German Jewish groups are among Sarrazin's staunchest critics, calling him a dangerous racist. Though Sarrazin has spoken positively of Jews, saying they have "high IQs," he courted controversy after declaring in an Aug. 29 interview that "all Jews share a certain gene." In fact, observers here say that the official outcry against Sarrazin - including the move to expel him from the board of the central bank - would have been far more muted had he simply stuck to his generalizations about Muslims.

[Saying that Jews are genetically related is antisemitic?? How absurd can you get? It's a central Zionist claim that modern Jews are descended from the ancient Israelites and genetic studies confirm that there is an unusual degree of genetic relatedness among Jews -- and that the genes concerned are of middle Eastern origins! -- JR]
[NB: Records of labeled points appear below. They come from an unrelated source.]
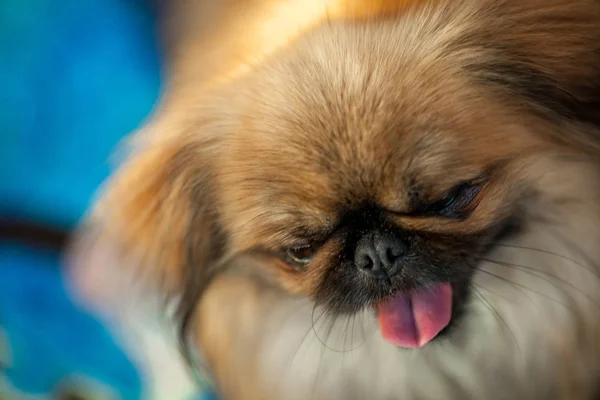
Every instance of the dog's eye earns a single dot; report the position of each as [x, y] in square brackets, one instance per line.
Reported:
[458, 202]
[299, 256]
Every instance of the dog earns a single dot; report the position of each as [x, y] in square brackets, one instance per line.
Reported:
[365, 199]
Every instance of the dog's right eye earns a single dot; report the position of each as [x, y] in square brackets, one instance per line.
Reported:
[300, 256]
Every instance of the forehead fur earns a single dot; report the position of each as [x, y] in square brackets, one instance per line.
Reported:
[357, 110]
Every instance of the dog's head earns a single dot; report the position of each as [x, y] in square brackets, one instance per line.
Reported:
[370, 163]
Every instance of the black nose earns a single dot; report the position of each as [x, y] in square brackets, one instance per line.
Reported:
[379, 254]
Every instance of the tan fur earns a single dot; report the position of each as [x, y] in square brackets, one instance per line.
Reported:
[278, 114]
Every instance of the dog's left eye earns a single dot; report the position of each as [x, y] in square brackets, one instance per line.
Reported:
[299, 256]
[458, 202]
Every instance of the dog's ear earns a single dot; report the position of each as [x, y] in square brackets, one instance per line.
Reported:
[547, 53]
[155, 226]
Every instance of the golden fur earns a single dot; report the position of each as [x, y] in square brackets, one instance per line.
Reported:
[281, 115]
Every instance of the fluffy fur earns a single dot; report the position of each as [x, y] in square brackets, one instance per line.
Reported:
[303, 121]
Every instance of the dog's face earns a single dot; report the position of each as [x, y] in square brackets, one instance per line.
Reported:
[373, 163]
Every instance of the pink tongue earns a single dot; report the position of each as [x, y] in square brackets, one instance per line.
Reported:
[414, 319]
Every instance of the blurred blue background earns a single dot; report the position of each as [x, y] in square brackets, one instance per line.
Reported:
[75, 77]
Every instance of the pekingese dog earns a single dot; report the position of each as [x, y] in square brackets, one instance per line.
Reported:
[361, 199]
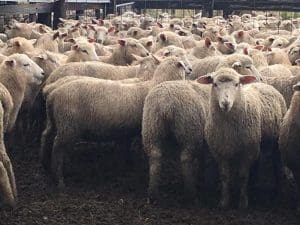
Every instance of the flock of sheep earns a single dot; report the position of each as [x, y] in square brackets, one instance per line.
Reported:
[230, 85]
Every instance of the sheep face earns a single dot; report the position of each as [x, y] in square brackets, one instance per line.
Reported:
[85, 51]
[24, 66]
[47, 62]
[226, 87]
[133, 47]
[294, 54]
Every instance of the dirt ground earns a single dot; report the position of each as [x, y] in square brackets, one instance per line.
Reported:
[100, 191]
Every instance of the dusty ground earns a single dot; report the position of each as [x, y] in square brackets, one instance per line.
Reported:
[100, 191]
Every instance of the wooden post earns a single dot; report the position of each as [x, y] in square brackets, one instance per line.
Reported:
[59, 12]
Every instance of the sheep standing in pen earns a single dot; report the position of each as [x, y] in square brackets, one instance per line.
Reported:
[176, 109]
[120, 120]
[240, 118]
[289, 138]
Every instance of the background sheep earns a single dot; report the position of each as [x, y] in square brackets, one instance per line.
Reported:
[235, 140]
[174, 110]
[114, 120]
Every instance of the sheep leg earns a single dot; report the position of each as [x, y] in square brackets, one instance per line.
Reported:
[225, 181]
[57, 161]
[277, 169]
[243, 179]
[187, 163]
[154, 172]
[6, 190]
[9, 169]
[46, 146]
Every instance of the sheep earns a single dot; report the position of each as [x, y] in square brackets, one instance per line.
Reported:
[277, 56]
[288, 138]
[166, 38]
[241, 63]
[174, 109]
[204, 48]
[123, 54]
[294, 54]
[130, 99]
[18, 45]
[284, 85]
[235, 140]
[226, 45]
[47, 42]
[7, 181]
[18, 70]
[106, 71]
[243, 36]
[82, 52]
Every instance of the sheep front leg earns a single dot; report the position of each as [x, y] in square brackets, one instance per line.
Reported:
[243, 179]
[6, 190]
[225, 181]
[57, 161]
[187, 163]
[46, 146]
[10, 173]
[154, 172]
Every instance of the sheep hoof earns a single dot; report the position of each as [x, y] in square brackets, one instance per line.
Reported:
[223, 205]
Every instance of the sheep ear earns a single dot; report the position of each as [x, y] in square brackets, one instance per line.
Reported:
[236, 65]
[55, 35]
[207, 42]
[18, 44]
[137, 58]
[241, 33]
[296, 87]
[207, 79]
[149, 43]
[163, 37]
[220, 39]
[259, 47]
[159, 25]
[157, 60]
[10, 62]
[101, 22]
[75, 47]
[122, 42]
[111, 29]
[247, 79]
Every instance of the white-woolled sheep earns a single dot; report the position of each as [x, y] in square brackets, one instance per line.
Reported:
[240, 117]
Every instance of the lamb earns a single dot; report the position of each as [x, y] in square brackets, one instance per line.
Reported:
[7, 183]
[241, 63]
[278, 56]
[48, 41]
[81, 52]
[204, 48]
[123, 54]
[235, 140]
[294, 54]
[288, 139]
[226, 45]
[106, 71]
[18, 70]
[129, 97]
[18, 45]
[176, 109]
[166, 38]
But by generalizing about Jewish genetics at all, Sarrazin also "crossed a red line," said Stephan Kramer, secretary general of the Central Council of Jews in Germany.

"It's absolutely unacceptable with the history here that such a large amount of people follow what he says," Kramer said. "The lesson of the Holocaust is not just about Jews, but that human dignity is indivisible. Yet now, they react if there is a genetic comment about Jews, but not if it's about the Roma or the Turks. We obviously still have some homework to do."

Sarrazin's critique of Muslim immigrants has, without question, touched a national nerve. In the bars, taxis and offices of Berlin, it is the hottest topic of conservation, with his supporters feeling liberated by Sarrazin's willingness to throw caution to the wind and speak openly about their concerns. More than anything, he has tapped into German frustrations about the tendency of Muslim Turks - who began large-scale immigration in the 1960s to work in German factories - to live clannish lives, jealously guarding their language and religious traditions.